Their study, "ICU Admission and Survival among Older Patients with Chronic Obstructive Pulmonary Disease, Heart Failure, or Myocardial Infarction," is published online in the Annals of the American Thoracic Society.
The researchers decided to study how patients with the three conditions fared in the ICU after previously reporting that patients admitted to the ICU for pneumonia were more likely to survive.
The authors noted that these three conditions frequently result in an ICU admission, but there is great variability across hospitals. They estimated that approximately one in six patients was admitted to the ICU only because of living closest to a hospital that places a high percentage of its patients in ICU beds.
The researchers looked at 30-day mortality and also at cost of care. "We wanted to evaluate whether ICU care is always beneficial," said lead author Thomas Valley, MD, MSc, a pulmonary and critical care researcher at the University of Michigan Medical School. "ICU care can save lives, but it is also very costly."
In addition to experiencing higher costs, he added, ICU patients are more likely to undergo invasive procedures and be exposed to dangerous infections.
Although the researchers found no difference in mortality between patients treated in the ICU and those treated as regular inpatients, the cost of care in the ICU for heart failure exacerbation was significantly higher ($2,608 more) and heart attack ($4,922 more) than regular inpatient care. There was no difference in the cost of treating patients for COPD exacerbations between the two settings.
"Our results highlight that there is a large group of patients who doctors have trouble figuring out whether or not the ICU will help them or not," Dr. Valley said. "We found that the ICU may not always be the answer. Now, we need to help doctors decide who needs the ICU and who doesn't."
Dr. Valley emphasized study results do not apply to patients who clearly require intensive care, such as those who cannot breathe on their own.
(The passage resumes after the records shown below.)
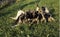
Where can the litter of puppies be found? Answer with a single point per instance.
(32, 16)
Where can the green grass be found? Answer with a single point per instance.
(40, 30)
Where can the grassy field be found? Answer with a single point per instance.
(50, 29)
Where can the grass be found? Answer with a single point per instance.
(24, 30)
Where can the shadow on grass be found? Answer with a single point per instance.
(52, 11)
(21, 7)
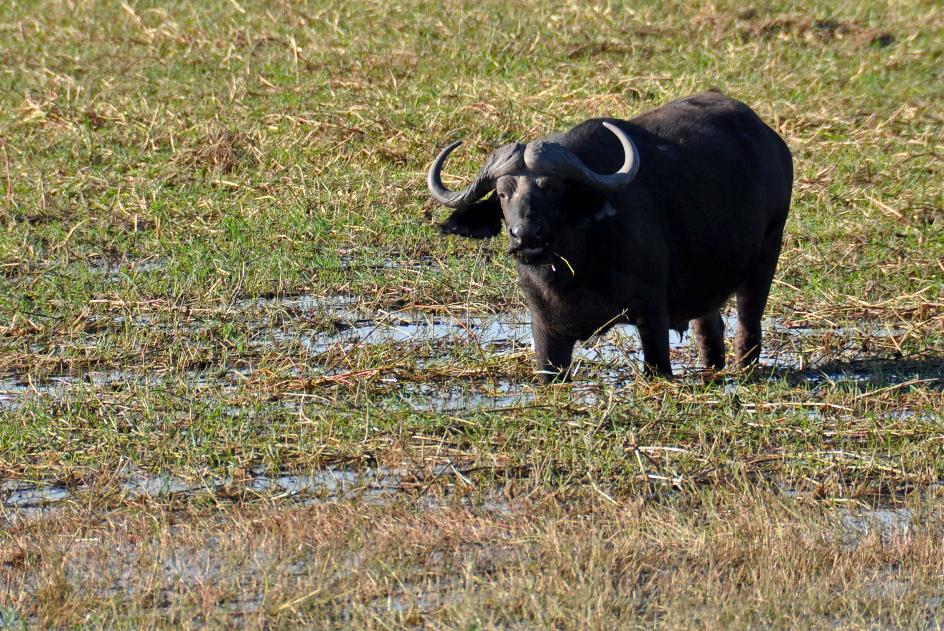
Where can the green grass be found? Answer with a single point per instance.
(173, 174)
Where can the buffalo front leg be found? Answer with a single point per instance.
(653, 326)
(552, 354)
(709, 333)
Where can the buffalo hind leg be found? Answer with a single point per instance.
(752, 300)
(552, 354)
(709, 333)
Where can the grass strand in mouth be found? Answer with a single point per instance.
(567, 263)
(243, 378)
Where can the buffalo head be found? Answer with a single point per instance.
(528, 186)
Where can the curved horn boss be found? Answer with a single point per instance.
(596, 249)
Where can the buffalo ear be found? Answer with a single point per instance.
(481, 220)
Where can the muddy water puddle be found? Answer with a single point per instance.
(23, 498)
(814, 355)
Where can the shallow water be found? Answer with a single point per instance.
(435, 339)
(27, 499)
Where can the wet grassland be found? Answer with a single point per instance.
(243, 382)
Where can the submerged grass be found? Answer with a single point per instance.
(215, 247)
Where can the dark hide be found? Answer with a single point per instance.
(702, 221)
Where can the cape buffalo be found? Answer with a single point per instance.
(653, 221)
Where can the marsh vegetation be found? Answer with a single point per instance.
(243, 382)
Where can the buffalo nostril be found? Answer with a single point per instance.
(525, 232)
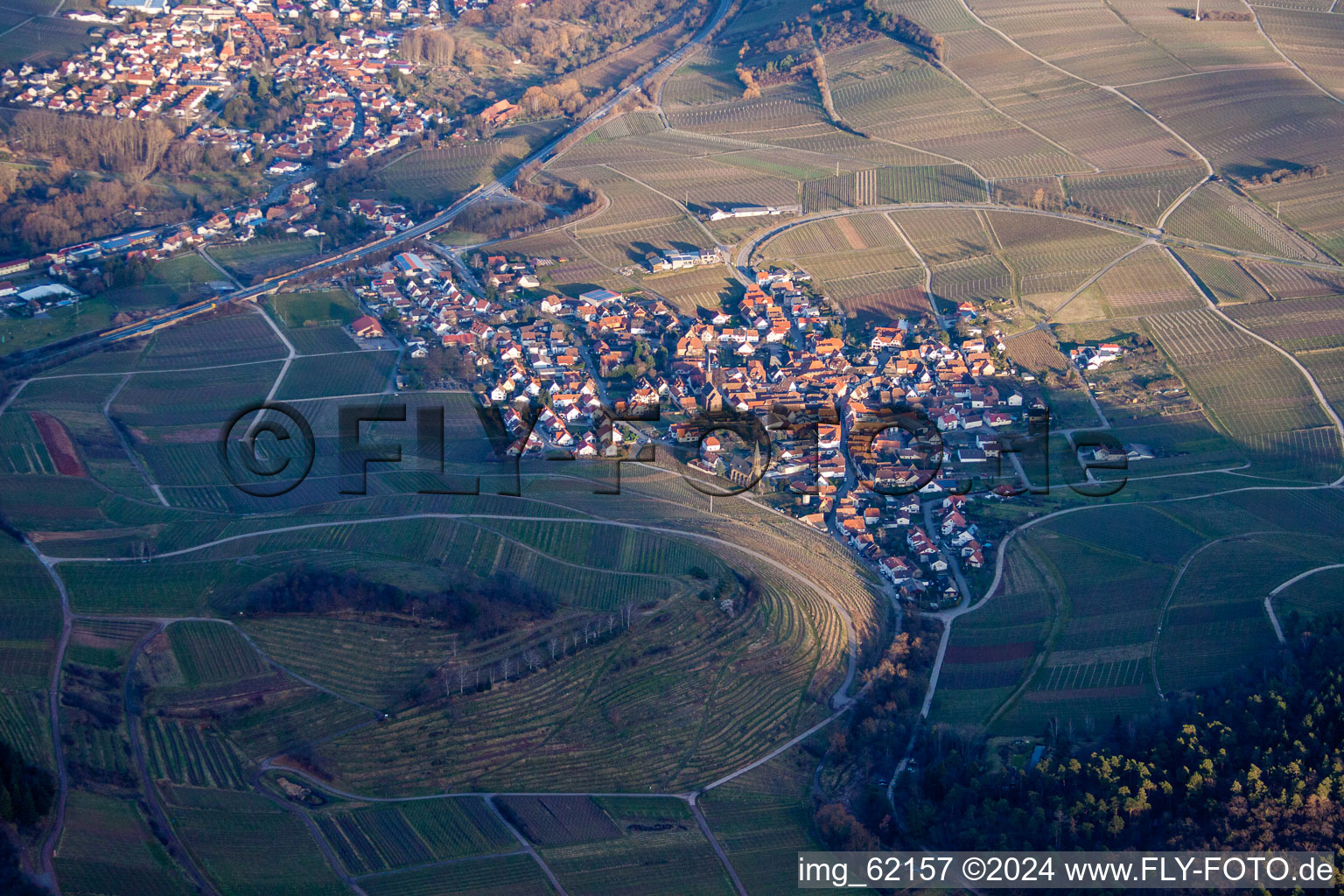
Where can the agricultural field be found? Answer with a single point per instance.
(990, 649)
(1138, 198)
(1228, 280)
(443, 175)
(764, 818)
(1028, 163)
(107, 850)
(188, 398)
(1088, 647)
(260, 256)
(1313, 595)
(1250, 393)
(1145, 283)
(1035, 351)
(30, 618)
(315, 309)
(361, 373)
(644, 846)
(235, 838)
(1216, 612)
(710, 288)
(498, 876)
(1213, 214)
(1312, 207)
(383, 837)
(686, 673)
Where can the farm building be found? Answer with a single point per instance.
(368, 326)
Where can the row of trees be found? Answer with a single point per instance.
(905, 30)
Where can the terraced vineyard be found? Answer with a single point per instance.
(1250, 391)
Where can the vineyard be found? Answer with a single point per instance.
(892, 185)
(1245, 386)
(348, 374)
(1216, 615)
(235, 837)
(1138, 198)
(230, 339)
(1035, 351)
(1225, 278)
(191, 754)
(764, 815)
(191, 398)
(1298, 326)
(684, 702)
(211, 652)
(298, 311)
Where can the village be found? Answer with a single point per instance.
(187, 60)
(602, 375)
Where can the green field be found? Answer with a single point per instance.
(504, 876)
(258, 256)
(235, 837)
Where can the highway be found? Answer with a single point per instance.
(441, 220)
(747, 248)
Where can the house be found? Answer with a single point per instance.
(368, 328)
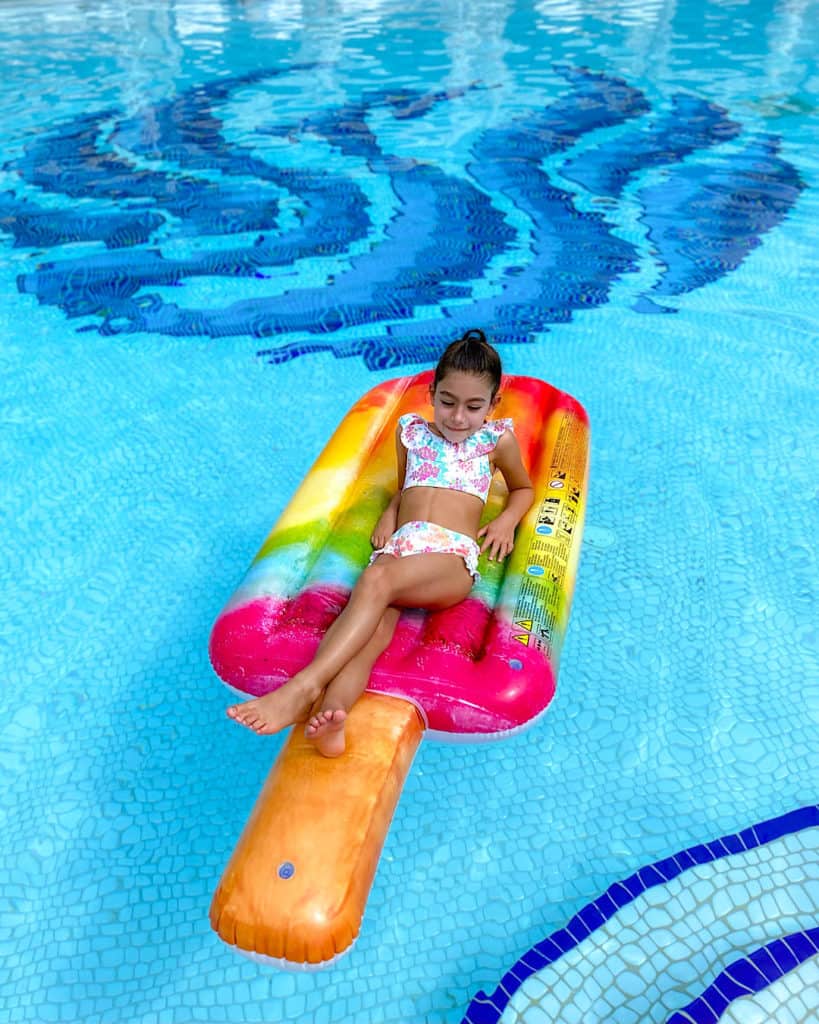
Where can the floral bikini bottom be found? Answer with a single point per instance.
(419, 538)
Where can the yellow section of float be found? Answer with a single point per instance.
(296, 886)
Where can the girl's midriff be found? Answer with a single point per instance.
(450, 509)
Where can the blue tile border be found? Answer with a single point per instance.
(748, 975)
(487, 1009)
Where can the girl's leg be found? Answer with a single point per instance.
(327, 726)
(428, 581)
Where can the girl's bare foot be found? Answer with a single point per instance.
(327, 728)
(274, 711)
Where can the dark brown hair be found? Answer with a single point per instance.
(470, 353)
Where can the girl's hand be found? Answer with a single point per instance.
(499, 539)
(385, 527)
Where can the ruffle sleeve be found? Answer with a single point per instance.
(414, 430)
(484, 440)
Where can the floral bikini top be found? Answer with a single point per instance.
(434, 462)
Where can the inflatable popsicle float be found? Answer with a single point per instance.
(295, 889)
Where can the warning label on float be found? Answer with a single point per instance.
(542, 596)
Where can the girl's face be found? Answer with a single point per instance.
(461, 403)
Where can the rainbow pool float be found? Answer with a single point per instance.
(295, 889)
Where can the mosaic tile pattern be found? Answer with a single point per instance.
(631, 953)
(794, 955)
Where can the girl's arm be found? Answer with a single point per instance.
(499, 536)
(385, 526)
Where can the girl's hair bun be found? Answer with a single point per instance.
(471, 353)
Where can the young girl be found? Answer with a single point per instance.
(426, 542)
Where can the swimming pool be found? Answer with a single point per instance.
(219, 218)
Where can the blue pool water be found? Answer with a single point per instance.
(220, 222)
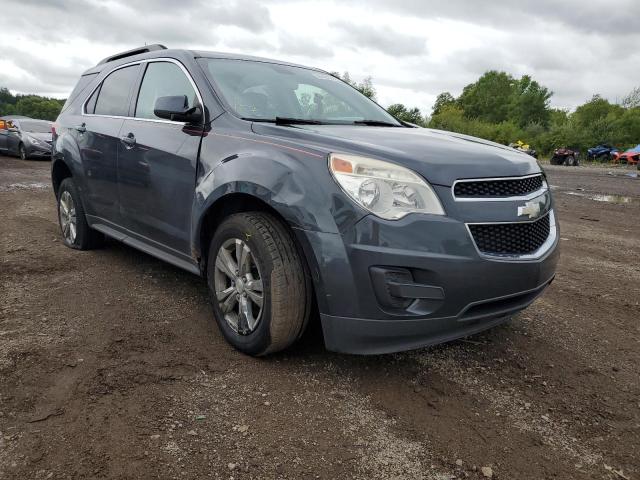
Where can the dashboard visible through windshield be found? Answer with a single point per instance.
(264, 91)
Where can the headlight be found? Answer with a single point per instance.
(385, 189)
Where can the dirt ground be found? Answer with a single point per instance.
(111, 366)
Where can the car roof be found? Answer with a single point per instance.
(121, 59)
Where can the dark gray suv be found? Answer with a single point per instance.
(291, 193)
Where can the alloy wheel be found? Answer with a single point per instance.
(238, 286)
(68, 220)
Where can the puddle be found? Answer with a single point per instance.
(25, 186)
(601, 197)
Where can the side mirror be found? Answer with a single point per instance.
(176, 108)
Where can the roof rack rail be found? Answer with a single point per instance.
(135, 51)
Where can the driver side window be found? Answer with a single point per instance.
(163, 79)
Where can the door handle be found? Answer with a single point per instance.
(129, 140)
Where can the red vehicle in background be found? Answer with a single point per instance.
(630, 157)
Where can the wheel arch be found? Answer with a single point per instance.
(59, 171)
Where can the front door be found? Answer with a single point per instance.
(157, 162)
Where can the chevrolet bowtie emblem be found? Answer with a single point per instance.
(532, 209)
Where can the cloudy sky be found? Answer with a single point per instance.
(413, 49)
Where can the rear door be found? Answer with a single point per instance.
(98, 137)
(157, 161)
(4, 133)
(15, 136)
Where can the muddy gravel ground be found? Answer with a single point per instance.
(111, 366)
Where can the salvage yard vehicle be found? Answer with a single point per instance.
(524, 147)
(602, 152)
(291, 193)
(629, 157)
(565, 156)
(25, 137)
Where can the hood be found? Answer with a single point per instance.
(440, 157)
(45, 137)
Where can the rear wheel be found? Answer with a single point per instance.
(258, 283)
(73, 223)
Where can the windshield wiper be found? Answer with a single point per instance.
(375, 123)
(286, 121)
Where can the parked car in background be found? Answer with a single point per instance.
(630, 157)
(290, 192)
(524, 147)
(25, 137)
(602, 152)
(566, 156)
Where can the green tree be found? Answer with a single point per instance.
(365, 87)
(632, 100)
(489, 98)
(33, 106)
(529, 102)
(443, 100)
(401, 112)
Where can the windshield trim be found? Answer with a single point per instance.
(202, 62)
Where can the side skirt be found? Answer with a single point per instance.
(145, 245)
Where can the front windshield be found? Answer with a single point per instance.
(36, 127)
(267, 91)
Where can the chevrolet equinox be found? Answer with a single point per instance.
(292, 193)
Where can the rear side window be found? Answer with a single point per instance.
(113, 98)
(83, 83)
(163, 79)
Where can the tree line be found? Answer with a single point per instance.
(33, 106)
(504, 109)
(497, 107)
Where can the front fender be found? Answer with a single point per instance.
(296, 184)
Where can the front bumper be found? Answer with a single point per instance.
(466, 291)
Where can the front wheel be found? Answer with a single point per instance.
(259, 286)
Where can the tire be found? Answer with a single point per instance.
(70, 208)
(272, 263)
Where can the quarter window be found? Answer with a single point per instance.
(163, 79)
(113, 98)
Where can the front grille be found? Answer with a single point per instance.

Study limitations include the fact that only Medicare patients were part of the study so results may not apply to younger patients. Costs include only hospital charges, not physician fees.
The authors concluded, "These findings suggest that the ICU may be overused for some COPD, heart failure, or acute myocardial infarction patients with an uncertain indication for intensive care, and opportunities exist to decrease health care costs by reducing ICU admissions for certain patients."
Future studies, they said, should help define which patients with these conditions would benefit from the ICU and which can be treated elsewhere in the hospital without compromising their care.